High-quality interpolation possible in Jitter?

namaste ranch's icon

I'm having trouble with getting decent-quality interpolation when downscaling hi-res JPEGs and TIFFs (source is either full or cropped photo from 3000 x 2000 from Nikon D70 or approx. 5800 x 3700 from Nikon slide scanner) to a Jitter output that is arbitrarily smaller, such as 720 x 480 for DVD or 1024 x 768 for computer display. (For the sake of being complete, I'll also say that there will also always be subsequent compositing operations with other downscaled photos or portions thereof.) I'm a Jitter newbie, but in my experiments with jit.matrix so far, turning on the interpolation option (per Jitter Tutorial 14) does little to eliminate the jaggies when scaling the image down to a smaller jit.matrix and subsequent jit.window. I seem to get the same results whether I use a "read" or "importmovie" command at the front end. I've just started to look into the GPU processing, but am still unclear what provision Jitter has under either CPU or GPU for smooth interpolation when downsizing large images... hopefully something approximating Photoshop's interpolation capabilities (even if there's a tradeoff in processing time).

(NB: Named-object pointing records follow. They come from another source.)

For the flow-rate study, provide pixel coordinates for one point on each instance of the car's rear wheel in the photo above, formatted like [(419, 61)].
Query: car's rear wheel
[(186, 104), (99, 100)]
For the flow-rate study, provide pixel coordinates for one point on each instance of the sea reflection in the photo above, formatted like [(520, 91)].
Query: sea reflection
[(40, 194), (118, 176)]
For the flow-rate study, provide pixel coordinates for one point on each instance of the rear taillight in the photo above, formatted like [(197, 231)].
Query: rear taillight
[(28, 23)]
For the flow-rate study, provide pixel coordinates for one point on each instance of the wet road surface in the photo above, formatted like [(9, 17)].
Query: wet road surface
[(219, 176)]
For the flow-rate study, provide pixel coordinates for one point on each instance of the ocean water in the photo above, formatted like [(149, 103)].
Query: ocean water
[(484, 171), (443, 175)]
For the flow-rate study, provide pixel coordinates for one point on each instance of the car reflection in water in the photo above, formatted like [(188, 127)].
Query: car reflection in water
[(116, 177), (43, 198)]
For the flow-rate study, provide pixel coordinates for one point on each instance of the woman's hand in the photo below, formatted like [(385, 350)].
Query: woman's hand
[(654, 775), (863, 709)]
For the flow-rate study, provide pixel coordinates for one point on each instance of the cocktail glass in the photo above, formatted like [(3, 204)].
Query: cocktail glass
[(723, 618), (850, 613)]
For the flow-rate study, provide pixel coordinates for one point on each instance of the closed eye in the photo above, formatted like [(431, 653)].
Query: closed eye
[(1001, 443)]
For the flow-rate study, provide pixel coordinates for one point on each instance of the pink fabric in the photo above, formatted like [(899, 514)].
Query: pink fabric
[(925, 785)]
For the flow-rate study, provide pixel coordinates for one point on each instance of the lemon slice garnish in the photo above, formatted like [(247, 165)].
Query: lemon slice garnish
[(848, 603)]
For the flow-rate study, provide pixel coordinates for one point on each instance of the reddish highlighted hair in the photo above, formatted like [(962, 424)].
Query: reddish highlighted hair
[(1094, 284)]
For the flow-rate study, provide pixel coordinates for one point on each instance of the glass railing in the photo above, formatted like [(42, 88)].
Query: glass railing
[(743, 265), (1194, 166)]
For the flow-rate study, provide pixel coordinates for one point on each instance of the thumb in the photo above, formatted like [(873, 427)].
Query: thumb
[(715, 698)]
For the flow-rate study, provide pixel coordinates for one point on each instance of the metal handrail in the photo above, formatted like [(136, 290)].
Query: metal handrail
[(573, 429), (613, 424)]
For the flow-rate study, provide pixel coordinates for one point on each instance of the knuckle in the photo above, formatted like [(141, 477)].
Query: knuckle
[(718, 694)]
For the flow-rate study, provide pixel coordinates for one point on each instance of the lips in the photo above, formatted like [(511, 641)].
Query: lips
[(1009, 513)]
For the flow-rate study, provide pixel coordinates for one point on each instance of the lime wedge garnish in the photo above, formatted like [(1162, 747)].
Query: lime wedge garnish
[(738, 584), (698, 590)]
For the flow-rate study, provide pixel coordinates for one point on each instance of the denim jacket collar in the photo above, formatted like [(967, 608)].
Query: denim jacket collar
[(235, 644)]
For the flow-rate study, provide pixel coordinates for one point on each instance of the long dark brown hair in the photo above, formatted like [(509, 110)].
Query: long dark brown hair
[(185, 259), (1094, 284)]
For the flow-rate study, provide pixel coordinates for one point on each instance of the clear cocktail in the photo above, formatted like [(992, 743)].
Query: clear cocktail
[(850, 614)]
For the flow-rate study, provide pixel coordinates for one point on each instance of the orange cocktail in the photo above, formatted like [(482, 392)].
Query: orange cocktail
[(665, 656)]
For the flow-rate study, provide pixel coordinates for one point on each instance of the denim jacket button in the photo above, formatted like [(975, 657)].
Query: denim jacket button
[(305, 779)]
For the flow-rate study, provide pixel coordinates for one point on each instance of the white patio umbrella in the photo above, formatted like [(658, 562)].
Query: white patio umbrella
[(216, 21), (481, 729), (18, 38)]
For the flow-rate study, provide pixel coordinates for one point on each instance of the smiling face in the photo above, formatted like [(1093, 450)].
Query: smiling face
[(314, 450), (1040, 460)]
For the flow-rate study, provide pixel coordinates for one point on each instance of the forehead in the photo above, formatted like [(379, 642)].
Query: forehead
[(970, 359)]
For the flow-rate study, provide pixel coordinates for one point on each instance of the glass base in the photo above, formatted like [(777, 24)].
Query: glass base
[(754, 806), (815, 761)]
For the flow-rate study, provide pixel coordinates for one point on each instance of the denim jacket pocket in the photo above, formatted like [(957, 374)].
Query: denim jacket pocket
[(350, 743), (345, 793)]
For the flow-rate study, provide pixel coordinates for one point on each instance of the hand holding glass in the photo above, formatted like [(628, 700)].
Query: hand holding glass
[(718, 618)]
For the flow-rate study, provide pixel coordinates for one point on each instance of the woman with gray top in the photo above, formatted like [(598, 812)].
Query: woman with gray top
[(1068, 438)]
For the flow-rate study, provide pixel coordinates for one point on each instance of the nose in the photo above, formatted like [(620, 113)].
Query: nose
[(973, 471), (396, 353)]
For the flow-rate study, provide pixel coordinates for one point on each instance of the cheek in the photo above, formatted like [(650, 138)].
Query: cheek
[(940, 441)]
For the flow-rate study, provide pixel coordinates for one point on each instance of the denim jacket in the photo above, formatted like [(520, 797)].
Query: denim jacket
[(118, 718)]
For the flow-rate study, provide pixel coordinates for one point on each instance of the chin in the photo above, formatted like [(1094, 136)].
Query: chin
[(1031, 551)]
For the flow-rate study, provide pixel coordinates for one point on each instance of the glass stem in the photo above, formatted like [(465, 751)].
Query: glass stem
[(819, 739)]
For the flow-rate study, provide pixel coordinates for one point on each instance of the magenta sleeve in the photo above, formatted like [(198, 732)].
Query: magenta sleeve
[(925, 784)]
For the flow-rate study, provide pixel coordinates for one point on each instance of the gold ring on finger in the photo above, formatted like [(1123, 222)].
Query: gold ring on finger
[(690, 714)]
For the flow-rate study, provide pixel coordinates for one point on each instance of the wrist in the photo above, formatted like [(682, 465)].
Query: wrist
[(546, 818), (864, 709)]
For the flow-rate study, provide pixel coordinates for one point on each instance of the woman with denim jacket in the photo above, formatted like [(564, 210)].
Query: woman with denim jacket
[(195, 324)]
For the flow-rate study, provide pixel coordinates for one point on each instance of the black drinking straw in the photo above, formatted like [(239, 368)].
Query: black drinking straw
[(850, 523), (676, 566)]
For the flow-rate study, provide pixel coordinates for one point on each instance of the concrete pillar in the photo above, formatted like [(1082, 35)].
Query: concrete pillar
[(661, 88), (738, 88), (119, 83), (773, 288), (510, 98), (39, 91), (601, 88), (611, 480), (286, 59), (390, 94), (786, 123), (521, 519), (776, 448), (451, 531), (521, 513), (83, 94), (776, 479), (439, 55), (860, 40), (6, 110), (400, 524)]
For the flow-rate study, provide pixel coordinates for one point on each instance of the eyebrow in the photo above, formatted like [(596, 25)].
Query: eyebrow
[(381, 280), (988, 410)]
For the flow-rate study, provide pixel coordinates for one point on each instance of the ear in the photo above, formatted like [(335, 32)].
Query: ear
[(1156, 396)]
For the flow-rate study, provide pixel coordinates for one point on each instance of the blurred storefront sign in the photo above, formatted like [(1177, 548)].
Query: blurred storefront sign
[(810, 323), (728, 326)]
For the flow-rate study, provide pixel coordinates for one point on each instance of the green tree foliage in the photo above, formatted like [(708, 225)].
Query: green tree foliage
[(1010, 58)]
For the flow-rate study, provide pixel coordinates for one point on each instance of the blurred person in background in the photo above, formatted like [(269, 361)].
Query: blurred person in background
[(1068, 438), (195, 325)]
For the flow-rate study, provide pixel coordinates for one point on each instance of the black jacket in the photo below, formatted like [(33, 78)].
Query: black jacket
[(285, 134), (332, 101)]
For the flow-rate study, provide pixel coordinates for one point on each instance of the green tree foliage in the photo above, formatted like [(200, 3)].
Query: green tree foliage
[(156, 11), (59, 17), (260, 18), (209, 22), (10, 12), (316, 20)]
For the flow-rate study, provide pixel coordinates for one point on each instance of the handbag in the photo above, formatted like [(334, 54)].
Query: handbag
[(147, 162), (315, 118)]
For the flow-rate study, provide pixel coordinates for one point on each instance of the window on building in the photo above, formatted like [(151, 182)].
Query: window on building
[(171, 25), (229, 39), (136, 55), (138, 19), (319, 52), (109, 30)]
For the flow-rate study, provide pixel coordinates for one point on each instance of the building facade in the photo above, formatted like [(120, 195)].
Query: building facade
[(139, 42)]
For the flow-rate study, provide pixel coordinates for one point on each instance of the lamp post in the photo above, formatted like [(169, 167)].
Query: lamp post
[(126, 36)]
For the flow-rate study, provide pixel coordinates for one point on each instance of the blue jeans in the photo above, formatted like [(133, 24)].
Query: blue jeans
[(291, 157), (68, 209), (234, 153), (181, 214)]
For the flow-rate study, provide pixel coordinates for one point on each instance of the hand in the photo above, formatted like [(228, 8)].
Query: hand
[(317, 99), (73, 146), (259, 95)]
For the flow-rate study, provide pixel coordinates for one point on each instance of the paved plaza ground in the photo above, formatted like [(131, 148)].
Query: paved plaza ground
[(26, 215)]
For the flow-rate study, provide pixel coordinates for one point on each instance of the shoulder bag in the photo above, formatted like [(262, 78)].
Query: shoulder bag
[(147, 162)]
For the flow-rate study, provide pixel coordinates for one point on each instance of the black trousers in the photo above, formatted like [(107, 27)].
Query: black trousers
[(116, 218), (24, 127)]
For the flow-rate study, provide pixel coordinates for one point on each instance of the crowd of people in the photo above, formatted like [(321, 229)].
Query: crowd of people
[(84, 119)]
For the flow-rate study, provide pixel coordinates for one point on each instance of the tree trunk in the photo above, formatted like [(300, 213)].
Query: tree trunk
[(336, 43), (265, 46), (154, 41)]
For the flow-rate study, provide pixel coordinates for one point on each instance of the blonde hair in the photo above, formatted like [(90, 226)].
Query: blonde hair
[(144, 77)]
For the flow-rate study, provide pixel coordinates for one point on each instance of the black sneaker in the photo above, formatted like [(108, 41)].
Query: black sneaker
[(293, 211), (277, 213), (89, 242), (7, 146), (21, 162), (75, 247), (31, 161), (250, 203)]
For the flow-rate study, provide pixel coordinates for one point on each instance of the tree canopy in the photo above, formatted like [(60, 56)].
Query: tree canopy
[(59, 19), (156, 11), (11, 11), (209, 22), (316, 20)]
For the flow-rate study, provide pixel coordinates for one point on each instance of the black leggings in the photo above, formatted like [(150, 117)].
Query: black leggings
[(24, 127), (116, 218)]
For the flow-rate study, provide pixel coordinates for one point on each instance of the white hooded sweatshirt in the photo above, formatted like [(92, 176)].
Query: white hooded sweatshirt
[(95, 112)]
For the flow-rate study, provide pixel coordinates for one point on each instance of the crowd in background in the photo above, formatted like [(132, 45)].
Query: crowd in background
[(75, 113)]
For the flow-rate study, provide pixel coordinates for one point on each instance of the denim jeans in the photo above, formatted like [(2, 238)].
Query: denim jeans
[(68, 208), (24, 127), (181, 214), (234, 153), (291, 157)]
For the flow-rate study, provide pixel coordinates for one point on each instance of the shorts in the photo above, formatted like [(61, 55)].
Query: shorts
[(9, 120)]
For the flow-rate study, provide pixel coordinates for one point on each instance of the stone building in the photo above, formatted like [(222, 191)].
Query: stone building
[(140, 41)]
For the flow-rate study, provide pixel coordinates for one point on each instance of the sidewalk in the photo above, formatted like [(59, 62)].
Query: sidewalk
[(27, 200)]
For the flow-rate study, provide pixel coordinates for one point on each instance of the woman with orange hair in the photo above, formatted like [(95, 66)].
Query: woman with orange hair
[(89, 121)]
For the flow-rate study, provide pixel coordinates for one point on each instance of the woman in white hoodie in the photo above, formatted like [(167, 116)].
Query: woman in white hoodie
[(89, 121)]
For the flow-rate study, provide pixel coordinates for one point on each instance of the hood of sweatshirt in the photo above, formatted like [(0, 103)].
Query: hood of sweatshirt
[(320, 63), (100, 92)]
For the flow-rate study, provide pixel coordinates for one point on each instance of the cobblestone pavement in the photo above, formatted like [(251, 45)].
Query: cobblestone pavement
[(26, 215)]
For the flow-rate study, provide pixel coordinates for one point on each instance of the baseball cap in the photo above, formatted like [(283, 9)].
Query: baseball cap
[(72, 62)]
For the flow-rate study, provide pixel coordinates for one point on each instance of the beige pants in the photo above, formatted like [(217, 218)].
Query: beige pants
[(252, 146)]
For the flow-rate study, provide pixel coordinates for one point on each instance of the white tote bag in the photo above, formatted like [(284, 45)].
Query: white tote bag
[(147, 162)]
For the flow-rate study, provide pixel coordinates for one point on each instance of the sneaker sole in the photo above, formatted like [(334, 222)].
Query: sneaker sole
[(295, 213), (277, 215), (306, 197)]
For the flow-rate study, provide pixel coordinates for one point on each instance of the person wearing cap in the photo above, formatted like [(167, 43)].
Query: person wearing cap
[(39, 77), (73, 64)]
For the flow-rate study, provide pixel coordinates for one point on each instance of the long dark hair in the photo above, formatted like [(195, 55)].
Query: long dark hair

Any thoughts are much appreciated!

Jeff

Wesley Smith's icon

Your best bet is to do the downscaling in something like photoshop and
then bring it in to jitter.

wes

Joshua Kit Clayton's icon

jit.matrix only exposes linear interpolation which doesn't do much
for significant downsampling. We might expose something like cubic,
sinc, or mitchell filters in a later release. There are a few ways to
deal with this.

1. If appropriate, use an averaging downsample like this

Max Patch
Copy patch and select New From Clipboard in Max.

2. Use the JS Image class for which we use a Mitchell filter for
scaling when interpolation is on. (note the fromnamedmatrix() and
tonamedmatrix() methods demonstrated in jsui_matriximage-example.pat)

3. Draw it in jit.lcd, since when downsampling QD uses a lanczos-sinc
filter.

4. Make clever use of jit.convolve to perform arbitrary filters.

Hope this helps somewhat.

-Joshua

namaste ranch's icon

Thanks, Wes, but I'm hoping for a solution in Jitter... even if not as good as Photoshop, better than what I'm seeing so far with the interpolate attribute for jit.matrix. My project needs to randomly pull cropped areas of the hi-res photos and display them at lower res on the fly... and still look good enough that it doesn't appear downsampled or jaggy.

Any other ideas out there?

Thanks!

Jeff

Wesley Smith's icon

You may also be able to use some JAVA libraries if speed isn't too
much of an issue. Other quick solutions might include running command
line image scaling operations that use GD (through PHP) or ImageMagick
which is quite nice for cammand line image processing.